This is an odd, odd time of the year. Or at least it is for me. So much pressure. We've barely recovered from the trauma that is Pretty Tree Day -- the rushing, the shopping, the wrapping, the travel, and of course the crazy relatives -- and we're expected to figure out what we need to do to become perfect. Starting at midnight. And what if we forget to be perfect next Tuesday? Well that's it. Whole year down the drain. Better luck in 2012.

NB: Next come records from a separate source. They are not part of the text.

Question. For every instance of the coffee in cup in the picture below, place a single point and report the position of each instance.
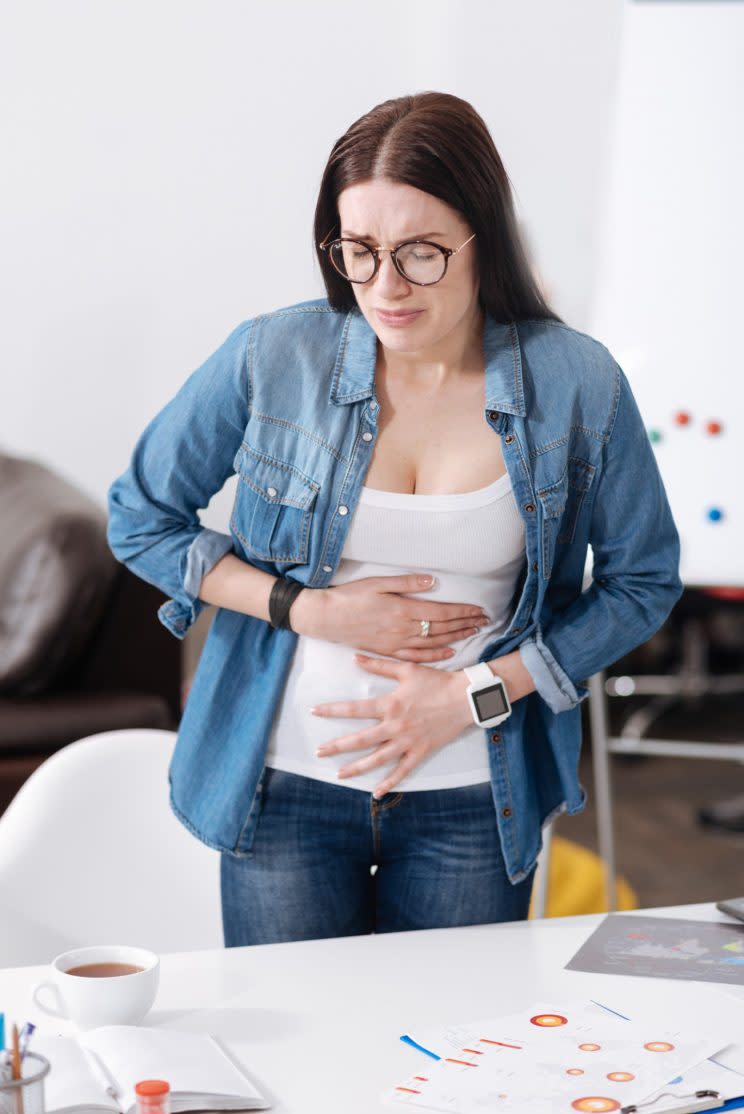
(100, 985)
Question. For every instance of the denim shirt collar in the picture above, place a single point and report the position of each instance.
(353, 375)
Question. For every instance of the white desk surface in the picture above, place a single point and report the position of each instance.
(317, 1023)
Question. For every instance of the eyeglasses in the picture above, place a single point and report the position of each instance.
(418, 261)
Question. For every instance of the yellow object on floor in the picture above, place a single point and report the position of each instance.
(576, 882)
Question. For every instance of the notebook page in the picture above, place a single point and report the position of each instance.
(70, 1085)
(193, 1063)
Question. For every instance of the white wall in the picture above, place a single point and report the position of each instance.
(162, 160)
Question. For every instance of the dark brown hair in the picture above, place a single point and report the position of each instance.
(439, 144)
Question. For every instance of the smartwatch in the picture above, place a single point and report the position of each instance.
(487, 695)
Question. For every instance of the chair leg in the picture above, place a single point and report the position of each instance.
(542, 875)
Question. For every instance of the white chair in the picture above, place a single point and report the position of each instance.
(91, 853)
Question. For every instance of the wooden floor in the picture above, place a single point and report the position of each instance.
(662, 849)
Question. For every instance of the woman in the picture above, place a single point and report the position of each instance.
(430, 417)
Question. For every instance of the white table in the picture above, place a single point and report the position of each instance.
(317, 1024)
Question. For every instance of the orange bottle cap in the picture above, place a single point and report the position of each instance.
(153, 1087)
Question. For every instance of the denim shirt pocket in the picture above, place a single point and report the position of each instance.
(561, 502)
(273, 508)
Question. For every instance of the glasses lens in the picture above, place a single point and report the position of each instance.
(352, 260)
(421, 262)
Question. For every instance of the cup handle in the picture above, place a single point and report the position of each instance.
(36, 995)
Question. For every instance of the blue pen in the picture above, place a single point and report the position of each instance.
(26, 1035)
(419, 1047)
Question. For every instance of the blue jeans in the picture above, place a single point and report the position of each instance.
(307, 873)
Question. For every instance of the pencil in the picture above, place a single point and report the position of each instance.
(16, 1068)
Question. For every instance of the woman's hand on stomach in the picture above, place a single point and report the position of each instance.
(374, 614)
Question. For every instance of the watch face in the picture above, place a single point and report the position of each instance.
(490, 702)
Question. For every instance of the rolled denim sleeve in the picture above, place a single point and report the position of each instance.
(179, 461)
(635, 575)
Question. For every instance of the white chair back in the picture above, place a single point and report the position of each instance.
(90, 852)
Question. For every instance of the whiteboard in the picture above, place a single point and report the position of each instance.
(669, 294)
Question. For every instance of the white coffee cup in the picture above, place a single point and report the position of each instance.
(113, 999)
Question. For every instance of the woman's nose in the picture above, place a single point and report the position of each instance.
(388, 277)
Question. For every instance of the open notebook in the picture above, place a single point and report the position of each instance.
(98, 1071)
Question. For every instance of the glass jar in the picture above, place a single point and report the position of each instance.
(153, 1096)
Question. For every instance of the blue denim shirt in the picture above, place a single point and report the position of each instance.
(284, 402)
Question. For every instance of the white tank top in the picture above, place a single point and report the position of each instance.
(473, 543)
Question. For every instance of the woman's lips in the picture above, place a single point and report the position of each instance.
(399, 319)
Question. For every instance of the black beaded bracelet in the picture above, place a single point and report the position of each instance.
(282, 596)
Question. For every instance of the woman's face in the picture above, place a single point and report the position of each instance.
(384, 213)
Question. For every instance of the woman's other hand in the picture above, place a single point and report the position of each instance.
(375, 614)
(424, 712)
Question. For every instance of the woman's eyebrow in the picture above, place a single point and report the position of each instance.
(365, 235)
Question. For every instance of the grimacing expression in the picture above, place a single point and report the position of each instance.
(385, 213)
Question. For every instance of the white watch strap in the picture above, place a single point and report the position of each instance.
(480, 674)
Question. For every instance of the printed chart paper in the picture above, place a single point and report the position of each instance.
(558, 1058)
(663, 947)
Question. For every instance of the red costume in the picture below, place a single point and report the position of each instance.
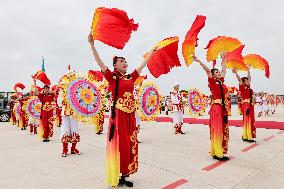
(249, 130)
(58, 113)
(13, 120)
(46, 115)
(219, 130)
(122, 150)
(24, 118)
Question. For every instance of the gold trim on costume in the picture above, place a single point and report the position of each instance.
(126, 104)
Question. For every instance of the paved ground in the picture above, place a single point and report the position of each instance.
(165, 160)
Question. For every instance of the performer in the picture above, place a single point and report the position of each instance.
(58, 113)
(122, 145)
(272, 102)
(12, 103)
(46, 116)
(177, 103)
(229, 105)
(239, 103)
(99, 124)
(33, 123)
(249, 130)
(23, 117)
(265, 104)
(69, 128)
(219, 130)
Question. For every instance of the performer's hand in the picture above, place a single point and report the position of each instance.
(195, 58)
(90, 39)
(235, 71)
(223, 55)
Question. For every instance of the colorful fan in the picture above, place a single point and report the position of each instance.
(112, 27)
(190, 42)
(165, 57)
(33, 107)
(17, 108)
(148, 101)
(195, 103)
(205, 103)
(84, 98)
(139, 80)
(19, 85)
(234, 59)
(221, 44)
(41, 76)
(257, 62)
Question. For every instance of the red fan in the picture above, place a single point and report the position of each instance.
(234, 59)
(112, 27)
(41, 76)
(95, 75)
(165, 57)
(19, 85)
(257, 62)
(139, 80)
(190, 42)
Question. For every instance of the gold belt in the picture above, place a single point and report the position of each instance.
(218, 101)
(126, 104)
(248, 101)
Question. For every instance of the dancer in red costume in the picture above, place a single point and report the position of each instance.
(249, 130)
(122, 144)
(46, 116)
(219, 130)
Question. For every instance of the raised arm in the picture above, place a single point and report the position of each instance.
(144, 63)
(36, 90)
(205, 68)
(235, 71)
(95, 53)
(224, 66)
(249, 76)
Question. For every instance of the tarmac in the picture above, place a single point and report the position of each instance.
(166, 160)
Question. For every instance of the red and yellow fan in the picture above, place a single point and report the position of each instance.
(219, 45)
(95, 75)
(190, 41)
(139, 80)
(165, 57)
(19, 85)
(257, 62)
(234, 59)
(41, 76)
(112, 27)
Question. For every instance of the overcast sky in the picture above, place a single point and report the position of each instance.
(58, 31)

I'm sorry, but I'm bowing out.
Not of having things that I want to accomplish next year, because there are a lot of them. But I'm done being mean to myself. I'm done with the idea that I have to do something every single day for the next 365 days to be able to call it a success. So if I forget to moisturize next Tuesday, I'll just do it on Wednesday (or Thursday, lol), and forgive myself and move on and end the year with nicer skin than I have here at the beginning.
And if there are some things I don't get started on right away, that's okay too. If some things on my list turn out to be lovely thoughts that absolutely refuse to be wedged into my actual life? I'm going to let them go, at least for now. Maybe I'll try again another time when my life is different.
In short, I'm aiming for progress not perfection. I'm aiming for gentle, flexible progress -- not the kind that gets you to your goal but you're crazed the whole time and exhausted and cranky when you finally get there.
Remind me of this when I forget, will you?
I wish you the 2011 that your heart most deeply desires.